- Records of Android users leaked from the app’s server
- Detailed records of free users leaked compared to basic for paid users
- Server has been secured but extent of damage not known yet
A popular virtual keyboard app from Tel-Aviv, AI.type, has leaked personal data of customers due to a server security failure. 31 million users are said to be affected. Confirmed last week, the leak was from AI.type’s server that is owned by the app’s co-owner Eitan Fitusi. The keyboard app claims to have more than 40 million users globally.
The leak was detected by the Kromtech Security Center, which reported over 577GB of data was leaked from the company’s server. It is believed that the data was accidentally shared when the server was not secured with a password. The database contained records of only the app’s Android users, ZDNet reports, adding that Fitusi acknowledged the breach this weekend.
According to the Kromtech Security Center, the AI.type server had been using a Mongo-hosted database that is used by many well-known companies and organisations to store data, but a simple misconfiguration could allow the database to be easily exposed online. A big flaw in this kind of database lets anyone access, edit or even delete the data stored on it. Co-founder Eitan Fitusi has since claimed that the server is now secure, but the extent of the damage is not known.
Numerous kinds of records of the app’s users were available on the server. Each record contained a basic set of data that includes the user’s name, email addresses, and the number of days since the app was installed on their device. Some records had detailed information including the user’s precise device location, device IMEI and IMSI number, device model, and the specific Android version.

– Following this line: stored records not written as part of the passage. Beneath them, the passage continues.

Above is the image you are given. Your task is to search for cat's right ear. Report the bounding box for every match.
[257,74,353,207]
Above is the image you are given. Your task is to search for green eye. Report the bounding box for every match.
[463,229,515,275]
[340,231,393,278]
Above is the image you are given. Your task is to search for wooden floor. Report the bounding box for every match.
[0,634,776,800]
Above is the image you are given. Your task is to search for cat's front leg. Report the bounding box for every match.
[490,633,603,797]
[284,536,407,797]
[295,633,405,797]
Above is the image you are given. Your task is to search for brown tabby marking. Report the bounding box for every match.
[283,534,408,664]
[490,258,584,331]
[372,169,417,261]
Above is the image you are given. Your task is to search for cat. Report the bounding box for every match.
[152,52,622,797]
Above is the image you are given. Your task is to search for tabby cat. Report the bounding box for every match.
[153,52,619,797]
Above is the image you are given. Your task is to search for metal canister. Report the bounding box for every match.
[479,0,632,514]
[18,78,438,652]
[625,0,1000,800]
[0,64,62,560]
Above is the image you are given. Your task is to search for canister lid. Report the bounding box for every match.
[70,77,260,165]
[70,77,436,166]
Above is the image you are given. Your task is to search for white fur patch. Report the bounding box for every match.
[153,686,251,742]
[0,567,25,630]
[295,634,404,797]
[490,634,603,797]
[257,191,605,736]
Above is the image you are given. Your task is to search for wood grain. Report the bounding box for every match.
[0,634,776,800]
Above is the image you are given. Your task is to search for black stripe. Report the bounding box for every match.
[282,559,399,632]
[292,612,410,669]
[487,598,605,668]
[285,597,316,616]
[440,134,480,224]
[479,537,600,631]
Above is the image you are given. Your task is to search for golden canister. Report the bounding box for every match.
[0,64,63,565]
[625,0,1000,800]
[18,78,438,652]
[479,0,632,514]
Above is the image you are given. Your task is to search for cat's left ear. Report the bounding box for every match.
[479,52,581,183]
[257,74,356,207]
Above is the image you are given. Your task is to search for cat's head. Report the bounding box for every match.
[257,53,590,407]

The report also states that there is significantly more user data collection in the free version of the app, compared to the paid, mostly because the former would be actively involved in monetisation through advertising. “Consumers give up more data than ever before in exchange for using services or applications. The scary part is that companies collect and use their personal data in ways they may not know. The concept is where people willing provide their digital in exchange for free or lower priced services or products.” Said Bob Diachenko of Kromtech Security Center in a blog post.